Toronto takes a leap

The ideal approach doesn’t appear to be the one that the company in Toronto is employing. Sidewalk Labs, which has contracts with more than a dozen cities now, will be collecting information in Flow, Alphabet’s cloud software. What’s even more concerning to many is, Sidewalk Labs itself is owned by Alphabet. Which means it’s linked to Google.

If you are unconcerned because you look forward to heated sidewalks that melt ice, and greener buildings that reduce greenhouse gases, and don’t mind a city where surveillance is the norm, you will feel right at home. Many reason that “Google knows everything about me anyway.” The fact is, they are about to have access to a whole lot more. Thousands of cameras and sensors will fuel the system, and civil libertarians are growing anxious. In fact, The Canadian Civil Liberties Association has filed a suit to block the project based on privacy concerns.

You can stay out, but not opt out

While certain social platforms allow us to “opt out” of some data mining, and we have gotten used to that “we use cookies” screen to let us know we are somewhere online where our presence has been noted, residents and visitors to Quayside in Toronto will have no way to consent to their participation in the experiment.

A spokesperson for Sidewalk Labs told NPR that the concerns are unfounded, because “That’s just not the business we’re in.” That may be so. For now. Possibly forever. Who knows? Company policies change. Companies can be subject to political influence. Data is precious, possibly the most precious commodity on earth today. Taking a peak at it could prove to be irresistible.

But the other issue is, we are being asked to trust a third party, again. In an era where we know how to avoid that vulnerability, for a project that is being built from the ground up, and at a time when hacking is an increasingly fine art, we are watching a new venture launch that will once again rely on a central database.

AI can be tricked

So while as tech lovers we might be salivating, reflecting on who’s got the data and what they’re doing with it gets us citizens sweating just a bit, too. Not to mention realizing we need solutions to the pranksters out to prove the AI wrong, such as the artist who tricked Google into thinking there was a traffic jam by dragging around a wagon full of cell phones, or the researchers who got a self-driving car to accelerate to 85 by doctoring a 35 mph traffic sign with electrical tape. You’d like to think good old human intelligence would have been preferable in each circumstance.

In so many ways, Flow is a brilliant concept. Gathering real-time data and combining it with information known to municipalities and to the U.S. Department of Transportation to make better decisions about traffic control sounds like Jetson’s era technology. But since this is being built from scratch, why not focus on what’s important? You need to know I’m there. You don’t need to know it’s me.

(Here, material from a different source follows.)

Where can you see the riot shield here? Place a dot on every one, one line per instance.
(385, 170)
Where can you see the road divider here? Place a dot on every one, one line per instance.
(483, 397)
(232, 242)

It’s not like blockchain involvement in smart cities is unknown. There are already many projects worldwide in the proposal or development stage. We can do this. Today. For now, inception of the Toronto project has been delayed to allow for more comment.

Looking at any street view in Google maps at all the blurred out faces and license plate numbers tells us Google has the technology to keep our identities secure. The question you have to ask is, Why don’t they just offer that to us?